In a sense, any business needs to adopt data science and AI slowly but surely. You can start by focusing on doing small things: automating emails, utilizing Google business hours, or personalizing your customer's experience.
At Designial, we offer Digital Transformation as a service to upgrade your business. Our approach to achieving business goals involves researching, analyzing, and documenting current processes. Then, we offer digitized touchpoints for employees and customers. Together with clients, we develop a digital strategy to come up with a conceptual solution given the budget, timeline, and technological constraints. In our case study with a company with more than 1,000 stores across 49 states that generates annual sales of roughly $19 billion, we increase efficiency by six times.
How to build UX Design to cater to customers' needs
Now, the question is how to apply data science in building business apps? Often the case that we forget to address the critical issues during the development process.
To begin with, we need to acknowledge the purpose of integrating technology into your business. Ultimately, the goal is to grow the business. You can achieve that either by increasing revenue or decreasing costs. Apps can be useful tools to do both.
In building a UX Strategy, it is essential to know your customer's pain points. They are the points when customers find difficulties getting what they want. For example, an e-commerce customer has to input his personal information to purchase a product repeatedly. Although he can still buy the product, the task feels like an extra effort he needs to do. A quick fix will be to add a system that can recognize a returning customer. Amazon offers a '1-click purchase' that fastens a customer's transaction process by seconds. Your business can provide the same feature to streamline the customer's journey.
We often think that apps are 'personal' and so, we focus on how the app can help one person.

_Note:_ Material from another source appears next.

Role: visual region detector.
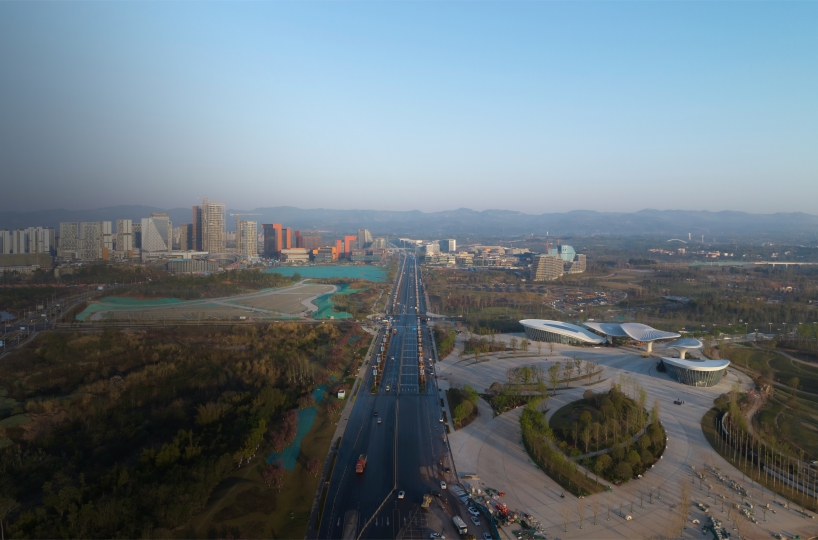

But in reality, there are millions of people using apps. In that sense, when you improve and upgrade your business apps, it would help many users at once. It is all about global-scale effects.
The other attempt you can do to increase your revenue is to increase retention. We can look at this task through emotional design. Apps should be designed to create emotional connections, which is critical to retain customers. You can use UX research to get to their mind better, building a customer base that fits the customer persona. A good example would be Instagram and Facebook. They use extensive data science to advertise businesses through personalized feeds.
Meanwhile, an app that reduces cost is an employee-facing one. One way is to increase efficiency, and an example is an app for warehouse management. Employees should be able to navigate the app with ease: knowing the amount of stock currently available, reporting damage or false shipment address, and tracking delivery to retail stores. For example, a customer comes up to a furniture store manager, asking if there's remaining stock of a new black office chair. The store manager would pull up his apps and check immediately. If the app is reliable, the manager can mention how many are in the storage. If none, he can suggest the next delivery date. If it's still the next week, the manager could refer to the nearest store chain with a stock.
The questions you want to ask and answer through the brainstorming process are this: What are the challenges the customers and employees face right now? How can apps and data science help solve the problems?
Building a data science team requires proper management, protocols, and methodologies, clearly defined questions to answer, and definition of success. Your company can benefit from data science, starting from a small-scale experiment: automation in operations, such as email marketing and Chatbots. As you build data infrastructure in your growing company, you can experiment through different projects to create a better customer experience.